There is a modicum of comfort knowing that consumers will have considerably less regular access to dangerous NPS, considering their consumption is held in place by addiction to the substances Stanley et al sell, it is obvious that the NPS act is not a solution to this social crisis that has sprouted up in the UK out of collective ignorance regarding drugs and addiction.
Last Days presents its viewers with a mutant, a tumorous crisis that spurred an alarmist ‘shoot-first-ask-questions-later’ response from the UK government. Head shop owners will surely find themselves out of business considering the lucrative rewards of legal highs, but the likes of Stanley pride themselves on their adaptability.
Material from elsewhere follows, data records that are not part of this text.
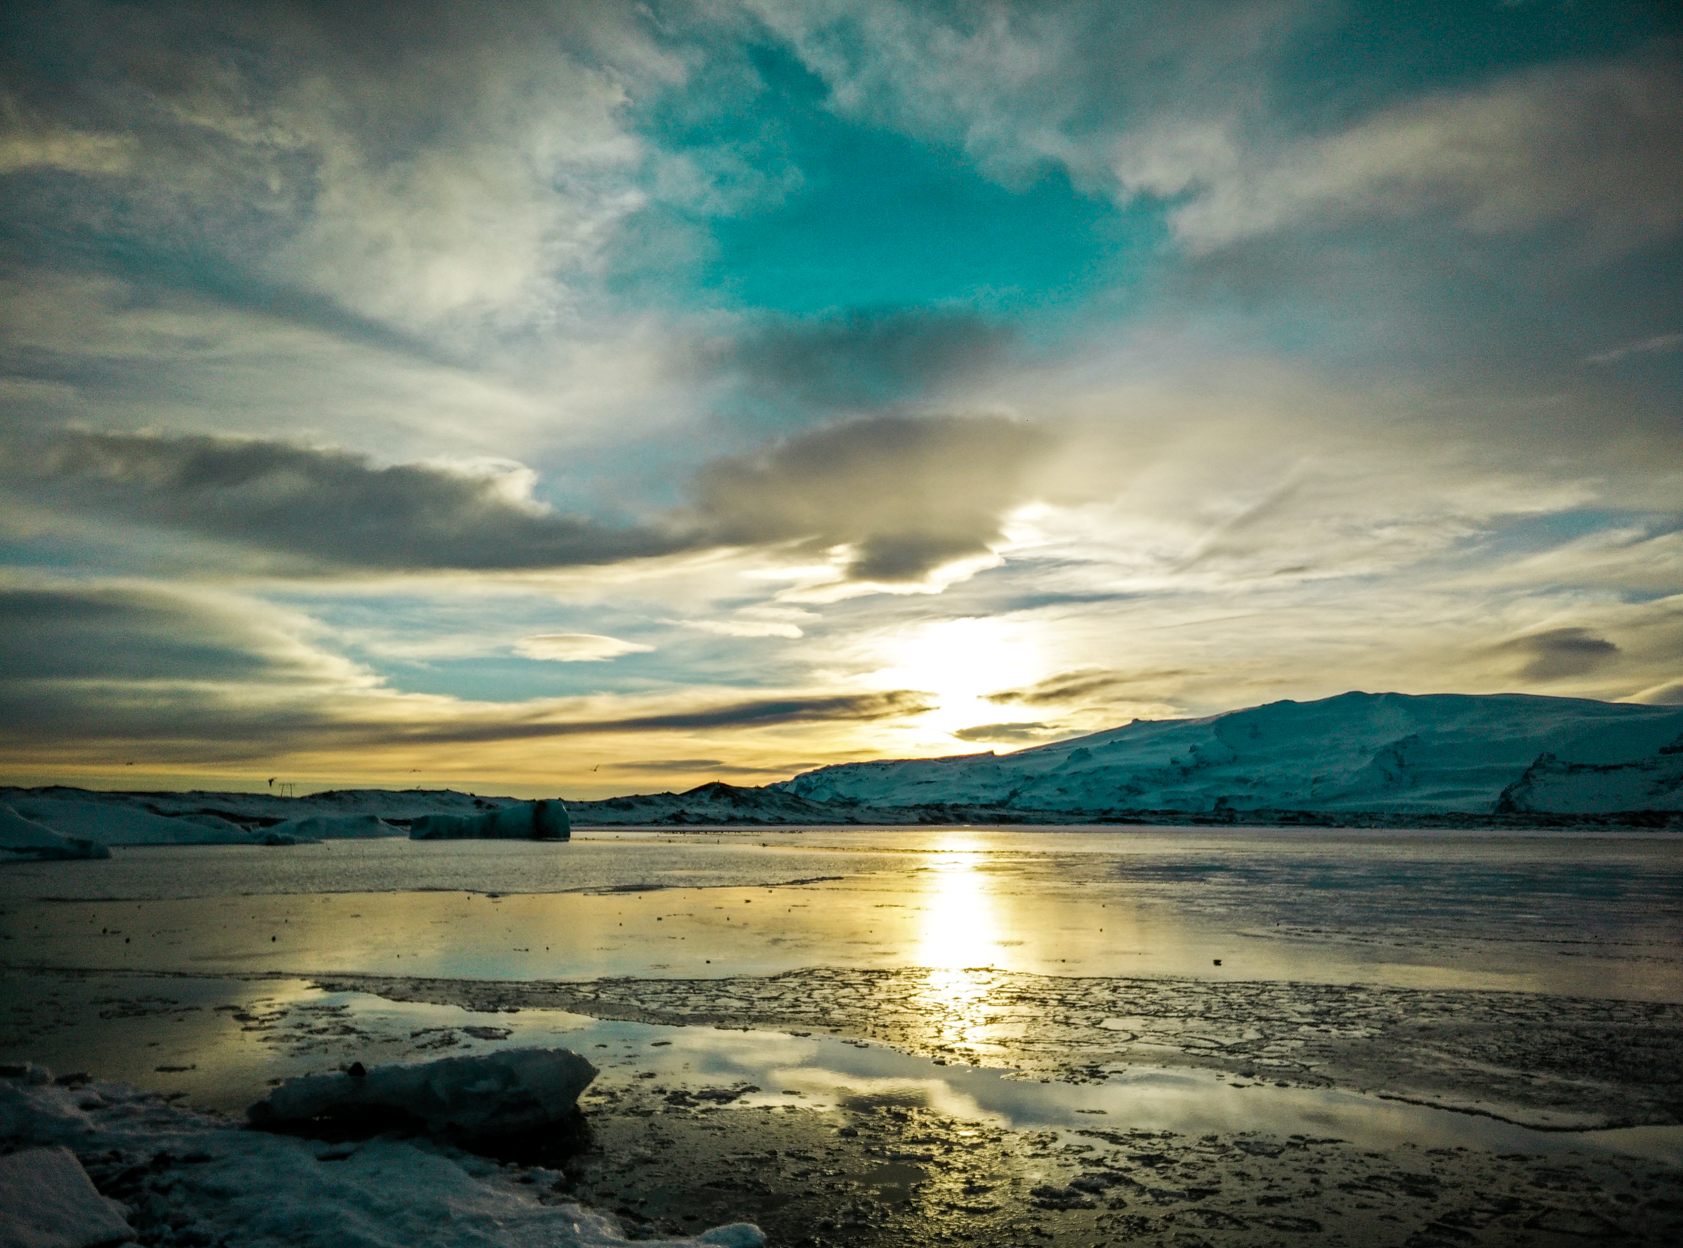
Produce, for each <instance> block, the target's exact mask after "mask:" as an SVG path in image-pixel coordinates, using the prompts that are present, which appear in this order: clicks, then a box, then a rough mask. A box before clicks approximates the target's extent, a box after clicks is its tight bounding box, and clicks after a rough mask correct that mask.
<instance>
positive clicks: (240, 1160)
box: [0, 1066, 764, 1248]
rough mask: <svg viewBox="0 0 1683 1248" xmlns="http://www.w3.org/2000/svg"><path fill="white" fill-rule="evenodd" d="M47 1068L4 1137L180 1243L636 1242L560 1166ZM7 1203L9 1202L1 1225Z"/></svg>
mask: <svg viewBox="0 0 1683 1248" xmlns="http://www.w3.org/2000/svg"><path fill="white" fill-rule="evenodd" d="M40 1075H44V1071H40V1068H39V1066H35V1068H30V1071H29V1075H25V1076H22V1078H17V1076H10V1078H8V1076H0V1149H39V1147H57V1145H64V1147H67V1149H71V1152H74V1154H77V1155H79V1157H81V1159H82V1162H84V1164H86V1166H88V1169H89V1172H91V1174H93V1176H94V1179H96V1182H103V1184H104V1186H106V1189H108V1191H114V1192H116V1194H118V1196H121V1198H123V1199H125V1201H126V1203H128V1204H130V1223H131V1224H133V1228H135V1229H136V1231H140V1233H141V1235H143V1238H145V1236H150V1238H157V1233H158V1231H163V1229H168V1235H170V1238H172V1240H173V1241H175V1243H222V1241H232V1243H239V1245H242V1248H269V1246H271V1245H274V1248H279V1246H281V1245H289V1246H291V1245H300V1243H308V1245H311V1246H313V1248H390V1245H397V1243H401V1245H406V1248H461V1246H463V1245H476V1246H481V1245H483V1246H485V1248H624V1245H628V1243H629V1241H628V1240H626V1236H624V1235H621V1233H619V1228H618V1226H616V1224H614V1223H613V1221H611V1219H609V1218H604V1216H601V1214H596V1213H589V1211H586V1209H581V1208H579V1206H577V1204H572V1203H562V1198H559V1196H555V1194H554V1192H552V1191H550V1189H552V1186H554V1182H555V1181H557V1179H560V1176H559V1174H555V1172H552V1171H544V1169H525V1167H515V1166H500V1164H496V1162H493V1161H488V1159H485V1157H476V1155H473V1154H468V1152H463V1150H459V1149H454V1147H451V1145H449V1144H443V1142H434V1140H426V1139H419V1140H396V1139H372V1140H367V1142H362V1144H325V1142H321V1140H308V1139H298V1137H295V1135H274V1134H269V1132H261V1130H249V1129H246V1127H241V1125H236V1124H234V1122H232V1120H231V1118H227V1117H224V1115H219V1113H202V1112H195V1110H180V1108H175V1107H172V1105H170V1103H168V1102H165V1100H163V1098H162V1097H158V1095H157V1093H150V1092H136V1090H135V1088H133V1087H131V1085H128V1083H89V1085H86V1087H74V1088H72V1087H59V1085H54V1083H52V1081H50V1078H45V1080H44V1078H40ZM30 1076H34V1078H35V1080H37V1081H32V1080H30ZM7 1209H10V1206H0V1226H7V1213H5V1211H7ZM7 1231H10V1228H8V1226H7ZM224 1236H226V1238H224ZM645 1243H648V1241H645ZM655 1243H661V1241H655ZM665 1243H668V1245H680V1243H682V1245H712V1248H761V1245H762V1243H764V1236H762V1235H761V1231H759V1229H757V1228H756V1226H749V1224H747V1223H735V1224H732V1226H720V1228H715V1229H712V1231H707V1233H705V1235H700V1236H697V1238H695V1240H668V1241H665Z"/></svg>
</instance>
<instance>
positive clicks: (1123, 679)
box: [986, 668, 1197, 706]
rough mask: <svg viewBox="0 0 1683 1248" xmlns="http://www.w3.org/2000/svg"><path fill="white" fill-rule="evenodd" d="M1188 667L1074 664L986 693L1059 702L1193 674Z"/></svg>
mask: <svg viewBox="0 0 1683 1248" xmlns="http://www.w3.org/2000/svg"><path fill="white" fill-rule="evenodd" d="M1193 674H1197V673H1193V671H1190V669H1187V668H1175V669H1161V671H1134V673H1128V671H1112V669H1111V668H1077V669H1075V671H1062V673H1059V674H1055V676H1047V678H1045V680H1042V681H1035V683H1033V685H1030V686H1028V688H1022V690H1000V691H998V693H990V695H986V700H988V701H991V703H1000V705H1005V703H1015V705H1022V706H1060V705H1065V703H1077V701H1091V700H1104V698H1106V695H1111V693H1119V691H1123V690H1136V691H1138V690H1139V688H1141V686H1153V685H1158V683H1161V681H1168V680H1175V678H1181V676H1193Z"/></svg>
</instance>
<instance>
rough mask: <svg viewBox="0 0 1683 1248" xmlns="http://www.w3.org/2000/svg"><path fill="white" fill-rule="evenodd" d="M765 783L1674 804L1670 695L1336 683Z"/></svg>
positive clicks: (1028, 797)
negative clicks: (1004, 745) (1449, 688)
mask: <svg viewBox="0 0 1683 1248" xmlns="http://www.w3.org/2000/svg"><path fill="white" fill-rule="evenodd" d="M767 787H769V789H772V791H776V792H783V794H789V796H796V797H803V799H808V801H813V802H828V804H858V806H868V807H907V806H926V807H927V806H936V804H973V806H990V807H998V809H1001V811H1011V809H1022V811H1052V812H1092V814H1096V816H1099V814H1112V812H1124V811H1143V812H1148V811H1161V812H1220V811H1328V812H1338V811H1363V812H1368V811H1370V812H1405V814H1407V812H1419V814H1424V812H1488V814H1526V812H1577V814H1590V812H1612V811H1683V708H1678V706H1648V705H1638V703H1607V701H1592V700H1585V698H1545V696H1533V695H1520V693H1500V695H1459V693H1437V695H1405V693H1343V695H1338V696H1335V698H1323V700H1319V701H1276V703H1269V705H1266V706H1250V708H1247V710H1237V711H1225V713H1220V715H1208V717H1203V718H1195V720H1134V722H1133V723H1128V725H1123V727H1121V728H1109V730H1106V732H1097V733H1091V735H1086V737H1075V738H1070V740H1064V742H1055V743H1052V745H1040V747H1033V748H1027V750H1018V752H1015V754H1006V755H996V754H993V752H988V754H968V755H953V757H944V759H899V760H880V762H850V764H836V765H831V767H820V769H816V770H811V772H803V774H801V775H796V777H793V779H789V780H783V782H779V784H772V785H767Z"/></svg>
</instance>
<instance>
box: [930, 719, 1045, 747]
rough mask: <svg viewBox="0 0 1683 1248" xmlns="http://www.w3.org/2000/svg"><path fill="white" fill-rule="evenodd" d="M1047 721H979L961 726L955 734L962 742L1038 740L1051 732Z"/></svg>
mask: <svg viewBox="0 0 1683 1248" xmlns="http://www.w3.org/2000/svg"><path fill="white" fill-rule="evenodd" d="M1050 732H1052V728H1050V727H1047V725H1045V723H978V725H976V727H973V728H959V730H958V732H954V733H953V735H954V737H958V738H959V740H961V742H1003V743H1022V742H1038V740H1042V738H1045V737H1047V733H1050Z"/></svg>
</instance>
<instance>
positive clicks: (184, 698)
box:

Indeed, Zee seems to revel in the idea of his playing a game of cat-and-mouse with the UK government, and, while the days of legal highs are almost up, one struggles to see how the days of problematic drug users are going to get any better anytime soon – lest policymakers opt for something other than quick-fix blanket bans.
In these surreal new surroundings, those suffering from the shortcomings of UK drug policy need politicians to offer a new remedy: something holistic, something that starts with compassion, is surely our only way out now.